Random samples from regression dataset

Split a dataset by randomly drawing samples.

Usage:

  1. Open the algorithm from the processing toolbox.

  2. Select or create a regression dataset, specify the number stratification bins as well as the number of samples per bin, then click run.

    usr_section/usr_manual/processing_algorithms/dataset_creation/source/usr_section/usr_manual/processing_algorithms_includes/dataset_creation/img/random_samples_reg.png

Parameters

Regression dataset [file]

Regression dataset pickle file with feature data X and target data y to draw from.

Number of stratification bins [number]

Number of bins used to stratify the target range.

Default: 1

Number of samples per bin [string]

Number of samples to draw from each bin. Set a single value N to draw N samples for each bin. Set a list of values N1, N2, … Ni, … to draw Ni samples for bin i.

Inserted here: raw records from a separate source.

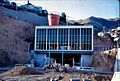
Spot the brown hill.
[0,13,34,66]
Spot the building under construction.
[34,26,93,66]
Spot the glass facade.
[35,27,93,51]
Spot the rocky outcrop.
[0,13,34,66]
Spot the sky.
[9,0,120,20]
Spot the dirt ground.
[0,67,112,81]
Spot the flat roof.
[36,25,93,29]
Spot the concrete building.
[34,26,93,67]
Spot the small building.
[34,26,93,67]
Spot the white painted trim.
[34,26,93,51]
[36,25,93,29]
[35,49,93,52]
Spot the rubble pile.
[0,13,34,67]
[2,66,44,75]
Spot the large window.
[36,28,92,50]
[81,28,92,50]
[58,29,68,50]
[36,29,46,50]
[69,28,80,50]
[47,29,57,50]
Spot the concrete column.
[80,55,92,67]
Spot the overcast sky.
[10,0,119,19]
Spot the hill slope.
[0,13,34,66]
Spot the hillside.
[69,16,120,32]
[0,13,34,66]
[0,6,48,25]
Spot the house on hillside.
[34,26,93,67]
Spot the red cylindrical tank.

Draw with replacement [boolean]

Whether to draw samples with replacement.

Default: False

Draw proportional [boolean]

Whether to interprete number of samples N or Ni as percentage to be drawn from each bin.

Default: False

Random seed [number]

The seed for the random generator can be provided.

Outputs

Output dataset [fileDestination]

Pickle file destination.Stores sampled data.

Output dataset complement [fileDestination]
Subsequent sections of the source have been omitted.